图9(A)示出了在对象M的移动期间测量的上下加速度的时间波形的示例。图9(B)示出了在对象M的移动期间测量的前后加速度的时间波形的示例。图9(C)示出了图9(B)所示的前后加速度的一阶导数波形。在步骤S34,在前后加速度的一阶导数波形中找到最靠近凹点Tr的位置的最右侧的峰值Pb。也就是说,找到紧跟在凹点Tr之后的峰值Pb。峰值Pb对应于接收由于脚跟着地而在向后方向上减速的身体重心(即,身体重心在向前方向上被拉回)。从任意一个凹点Tr的位置到紧接在该凹点Tr之后的峰值Pb的位置的时间范围被设定为用于紧跟在脚跟着地之后的迈步动作时刻T1的搜索范围。FIG. 9(A) shows an example of the time waveform of the vertical acceleration measured during the movement of the object M. FIG. FIG. 9(B) shows an example of the time waveform of the back-and-forth acceleration measured during the movement of the object M. FIG. FIG. 9(C) shows the waveform of the first derivative of the front and rear acceleration shown in FIG. 9(B). In step S34, the rightmost peak value Pb at the position closest to the pit Tr is found in the waveform of the first derivative of the front and rear acceleration. That is, the peak Pb immediately after the pit Tr is found. The peak Pb corresponds to the body center of gravity receiving deceleration in the rearward direction due to the heel strike (ie, the body center of gravity being pulled back in the forward direction). The time range from the position of any one of the pits Tr to the position of the peak Pb immediately after the pit Tr is set as the search range for the swing action timing T1 immediately after the heel strike.

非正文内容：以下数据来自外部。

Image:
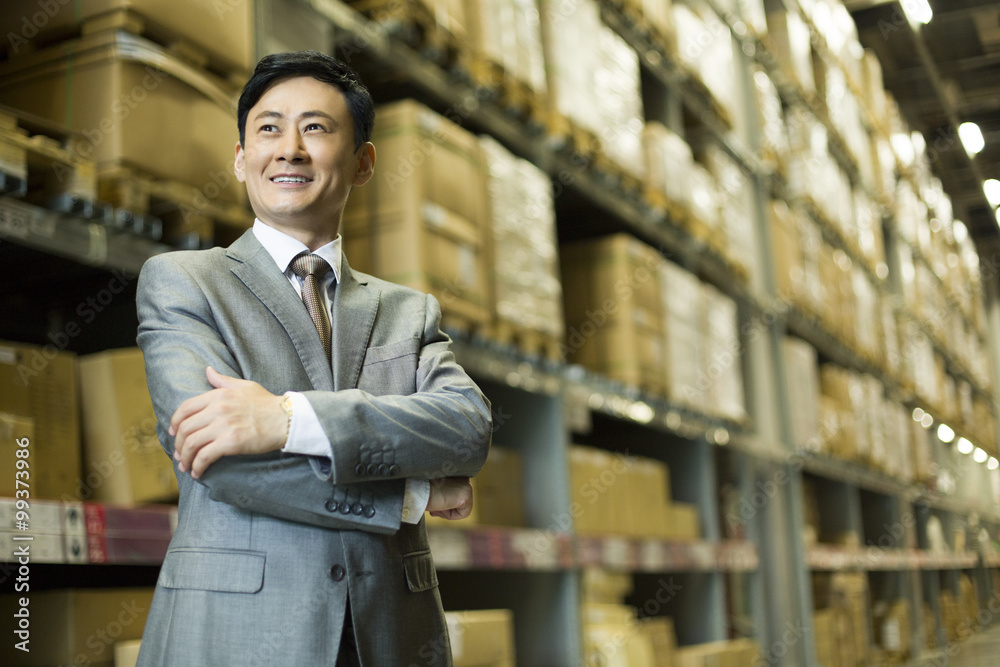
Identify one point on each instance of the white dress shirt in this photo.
(305, 433)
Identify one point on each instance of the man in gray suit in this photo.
(313, 413)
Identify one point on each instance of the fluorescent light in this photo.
(945, 434)
(918, 11)
(991, 188)
(972, 138)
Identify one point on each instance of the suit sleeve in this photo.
(179, 338)
(443, 429)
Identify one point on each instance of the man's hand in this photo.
(451, 498)
(237, 417)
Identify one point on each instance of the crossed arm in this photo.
(227, 431)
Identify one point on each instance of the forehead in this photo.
(291, 96)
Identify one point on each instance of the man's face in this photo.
(299, 161)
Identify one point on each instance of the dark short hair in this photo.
(275, 68)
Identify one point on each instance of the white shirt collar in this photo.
(283, 248)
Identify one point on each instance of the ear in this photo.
(366, 163)
(238, 166)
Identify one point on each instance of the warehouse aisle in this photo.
(981, 651)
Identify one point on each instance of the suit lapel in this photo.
(255, 267)
(354, 307)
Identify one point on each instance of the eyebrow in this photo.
(312, 113)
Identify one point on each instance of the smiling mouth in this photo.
(290, 179)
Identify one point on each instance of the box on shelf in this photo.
(508, 34)
(802, 381)
(683, 522)
(127, 653)
(421, 220)
(221, 34)
(526, 292)
(483, 638)
(613, 305)
(40, 383)
(77, 626)
(598, 482)
(604, 586)
(123, 460)
(125, 110)
(16, 431)
(789, 42)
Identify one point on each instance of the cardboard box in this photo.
(40, 383)
(660, 632)
(127, 653)
(14, 432)
(684, 521)
(604, 586)
(613, 304)
(224, 32)
(421, 220)
(647, 494)
(598, 481)
(525, 287)
(482, 638)
(125, 111)
(123, 460)
(77, 626)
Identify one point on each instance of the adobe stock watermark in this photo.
(35, 22)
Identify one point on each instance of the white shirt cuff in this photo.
(305, 434)
(416, 495)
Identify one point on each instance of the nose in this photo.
(292, 148)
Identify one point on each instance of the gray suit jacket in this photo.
(267, 546)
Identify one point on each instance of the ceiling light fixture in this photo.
(917, 11)
(945, 433)
(972, 138)
(991, 188)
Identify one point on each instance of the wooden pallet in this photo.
(174, 212)
(415, 24)
(45, 166)
(528, 341)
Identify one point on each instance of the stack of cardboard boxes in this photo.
(635, 318)
(613, 633)
(104, 398)
(523, 251)
(613, 494)
(129, 112)
(483, 638)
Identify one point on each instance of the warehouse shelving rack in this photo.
(749, 575)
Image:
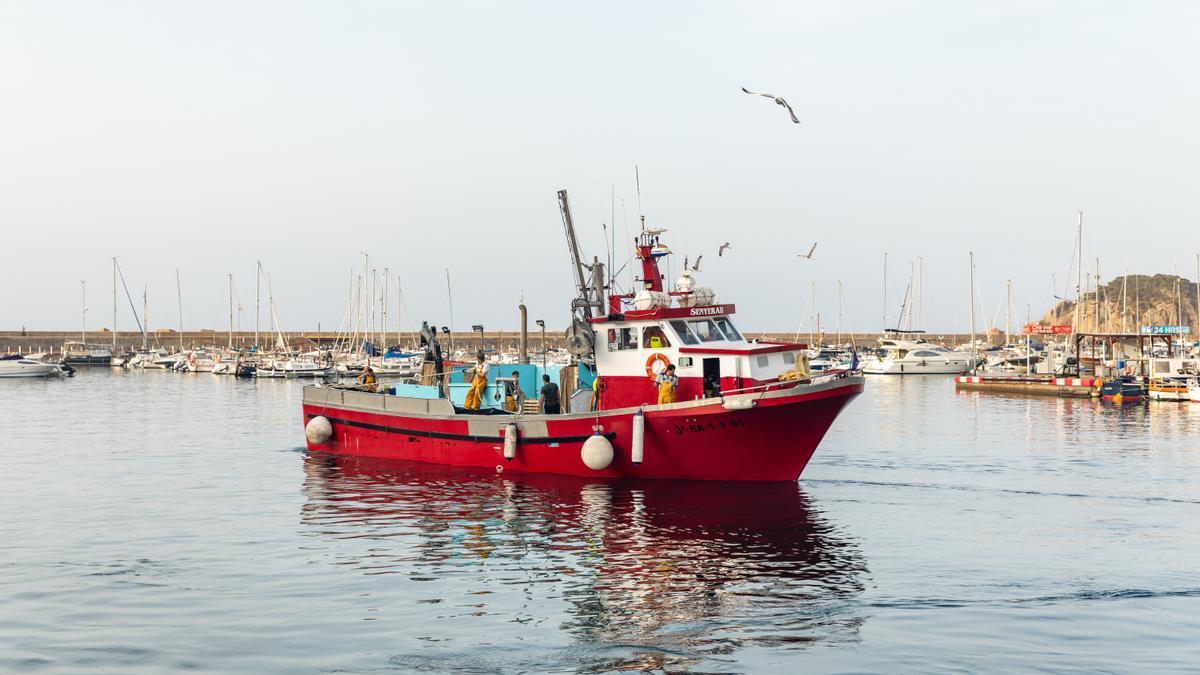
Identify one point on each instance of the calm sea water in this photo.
(156, 521)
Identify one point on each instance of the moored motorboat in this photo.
(82, 353)
(17, 365)
(907, 352)
(739, 411)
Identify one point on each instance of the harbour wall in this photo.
(35, 341)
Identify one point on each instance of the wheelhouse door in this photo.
(712, 377)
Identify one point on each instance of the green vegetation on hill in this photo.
(1129, 302)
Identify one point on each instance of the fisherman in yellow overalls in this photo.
(369, 380)
(667, 383)
(478, 383)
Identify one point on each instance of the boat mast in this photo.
(1125, 302)
(179, 298)
(885, 324)
(1079, 269)
(839, 312)
(1008, 310)
(573, 245)
(450, 304)
(921, 293)
(258, 297)
(231, 312)
(975, 364)
(114, 305)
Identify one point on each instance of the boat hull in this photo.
(772, 438)
(27, 368)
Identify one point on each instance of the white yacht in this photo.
(293, 368)
(82, 353)
(907, 352)
(16, 365)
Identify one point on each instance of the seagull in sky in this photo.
(778, 100)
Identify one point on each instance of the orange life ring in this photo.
(649, 363)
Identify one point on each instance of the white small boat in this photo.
(916, 357)
(293, 368)
(17, 365)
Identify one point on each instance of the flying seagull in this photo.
(778, 100)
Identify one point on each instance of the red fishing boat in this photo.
(742, 410)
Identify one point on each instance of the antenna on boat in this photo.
(573, 245)
(450, 304)
(179, 298)
(637, 181)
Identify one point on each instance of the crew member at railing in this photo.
(667, 381)
(367, 378)
(478, 383)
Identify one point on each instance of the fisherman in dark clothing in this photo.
(550, 404)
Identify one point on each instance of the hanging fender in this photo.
(649, 363)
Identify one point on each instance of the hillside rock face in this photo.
(1162, 299)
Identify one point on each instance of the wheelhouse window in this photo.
(684, 333)
(654, 338)
(726, 327)
(622, 339)
(705, 330)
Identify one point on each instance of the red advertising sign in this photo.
(1039, 329)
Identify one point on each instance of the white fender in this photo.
(510, 441)
(636, 441)
(597, 453)
(318, 430)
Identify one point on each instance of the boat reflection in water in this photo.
(679, 567)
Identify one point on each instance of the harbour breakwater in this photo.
(51, 341)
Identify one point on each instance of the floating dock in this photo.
(1081, 387)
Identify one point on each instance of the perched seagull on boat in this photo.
(778, 100)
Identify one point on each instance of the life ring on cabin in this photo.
(649, 364)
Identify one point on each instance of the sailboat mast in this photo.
(179, 298)
(114, 305)
(971, 298)
(839, 312)
(1079, 269)
(1008, 310)
(921, 293)
(450, 303)
(1125, 303)
(231, 311)
(258, 297)
(885, 324)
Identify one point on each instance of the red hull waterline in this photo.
(763, 436)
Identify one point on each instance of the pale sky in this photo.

接下来,控制单元64在设定的搜索范围中搜索紧跟在脚跟着地之后的迈步动作时刻T1。由于作为在脚跟着地之后立即迈步的结果,步行期间的身体重心上升,因此上下加速度呈现紧跟在脚跟着地时刻HC之后的从向上方向到向下方向的拐点。然后,在图9(A)所示的上下加速度的时间波形中,在搜索周期中,搜索从向上方向到向下方向的拐点出现时的时间,即,上下加速度最大时的时间。Next, the control unit 64 searches for the step motion time T1 immediately after the heel strike in the set search range. Since the center of gravity of the body during walking rises as a result of the step immediately after the heel strike, the up-down acceleration presents an inflection point from the upward direction to the downward direction immediately after the heel strike time HC. Then, in the time waveform of the vertical acceleration shown in FIG. 9(A) , in the search period, the time when the inflection point from the upward direction to the downward direction appears, that is, the time when the vertical acceleration is maximum is searched.
(S35:搜索紧跟在跖球着地之后的迈步动作时刻)(S35: Search for the moment of the step movement immediately after the ball touches the ground)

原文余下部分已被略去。